Introduction: Transatlantic Perspectives on Law, Security and Power: A German/American Dialogue on NATO’s 60th Anniversary
Since the end of the Cold War, NATO has been mired in existential crisis. This is not to say that it has become irrelevant: it experienced a dramatic expansion of membership in the 1990s that continues today. In addition, events following the terrorist attacks of September 11, 2001, including the first-ever invocation of NATO’s article 5 collective security mechanism, signaled at least the possibility of meaningful accord. The end of the Bush Administration too carried some promise for NATO’s trans-atlanticism, especially with Barack Obama making hope and dialogue centerpieces of the foreign policy platform that launched his presidency.

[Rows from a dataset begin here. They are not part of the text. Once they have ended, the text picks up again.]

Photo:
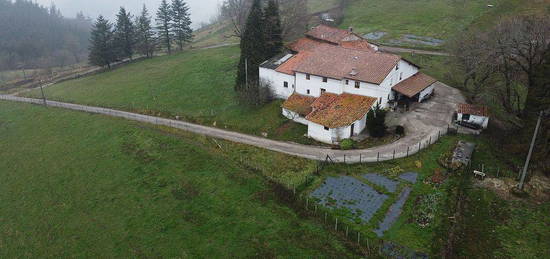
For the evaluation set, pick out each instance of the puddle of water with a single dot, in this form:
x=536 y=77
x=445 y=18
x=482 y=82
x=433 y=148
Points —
x=348 y=192
x=409 y=177
x=375 y=35
x=393 y=213
x=383 y=181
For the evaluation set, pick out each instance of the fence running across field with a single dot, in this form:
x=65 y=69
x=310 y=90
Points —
x=376 y=154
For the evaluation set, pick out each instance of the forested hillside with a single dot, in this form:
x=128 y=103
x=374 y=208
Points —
x=33 y=36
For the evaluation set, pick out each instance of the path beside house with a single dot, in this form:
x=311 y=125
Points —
x=414 y=51
x=424 y=124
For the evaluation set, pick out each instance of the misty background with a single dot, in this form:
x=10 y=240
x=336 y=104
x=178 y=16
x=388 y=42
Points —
x=201 y=10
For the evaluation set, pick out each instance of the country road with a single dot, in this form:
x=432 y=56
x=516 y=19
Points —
x=425 y=123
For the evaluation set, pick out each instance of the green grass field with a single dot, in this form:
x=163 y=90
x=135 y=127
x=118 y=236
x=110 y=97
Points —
x=440 y=19
x=196 y=85
x=81 y=185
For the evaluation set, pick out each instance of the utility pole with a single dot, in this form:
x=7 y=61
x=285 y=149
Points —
x=521 y=182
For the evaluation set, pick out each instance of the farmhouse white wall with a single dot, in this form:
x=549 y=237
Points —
x=277 y=80
x=318 y=132
x=315 y=83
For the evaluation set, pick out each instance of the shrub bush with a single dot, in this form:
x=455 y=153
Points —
x=347 y=144
x=400 y=130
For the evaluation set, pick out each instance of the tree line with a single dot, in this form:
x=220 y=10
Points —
x=129 y=36
x=34 y=36
x=261 y=39
x=507 y=68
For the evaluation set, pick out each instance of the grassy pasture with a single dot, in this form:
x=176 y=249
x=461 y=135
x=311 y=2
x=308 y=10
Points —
x=81 y=185
x=196 y=85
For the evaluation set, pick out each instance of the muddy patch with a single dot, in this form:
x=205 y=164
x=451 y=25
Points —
x=349 y=193
x=375 y=35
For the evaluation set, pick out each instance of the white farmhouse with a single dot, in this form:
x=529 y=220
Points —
x=333 y=77
x=472 y=116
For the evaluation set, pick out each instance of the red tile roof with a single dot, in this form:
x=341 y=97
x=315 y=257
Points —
x=473 y=109
x=338 y=62
x=330 y=34
x=357 y=45
x=414 y=84
x=300 y=104
x=290 y=65
x=336 y=111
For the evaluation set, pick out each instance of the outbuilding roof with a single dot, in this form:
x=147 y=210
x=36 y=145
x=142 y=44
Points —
x=336 y=111
x=414 y=84
x=339 y=63
x=331 y=34
x=473 y=109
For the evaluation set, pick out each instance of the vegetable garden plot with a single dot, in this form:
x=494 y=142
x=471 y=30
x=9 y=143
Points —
x=347 y=192
x=383 y=181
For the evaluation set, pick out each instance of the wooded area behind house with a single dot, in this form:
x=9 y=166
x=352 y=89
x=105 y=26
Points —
x=33 y=36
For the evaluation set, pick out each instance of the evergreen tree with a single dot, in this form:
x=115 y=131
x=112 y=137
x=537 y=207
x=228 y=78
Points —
x=164 y=25
x=124 y=34
x=101 y=43
x=181 y=23
x=273 y=30
x=145 y=34
x=252 y=51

Yet NATO continues to struggle to justify itself, as the 60th anniversary summit of last spring demonstrated so clearly. The run-up to that summit revealed some major fault lines. Many American policymakers view NATO as a bureaucratic bog from which Europeans extract their security without having to get their own feet wet. Europeans, on the other hand, are likelier to view NATO as the last vestige of America’s Cold War primacy. Disagreement exists also on the fundamental question of how best to advance geopolitical interests today—as reflected in the observation of one editorialist that “NATO and the United States do hard power, the European Union does soft power.” 1
The run-up to the summit also revealed consensus that Afghanistan is emerging as the test of NATO’s staying power.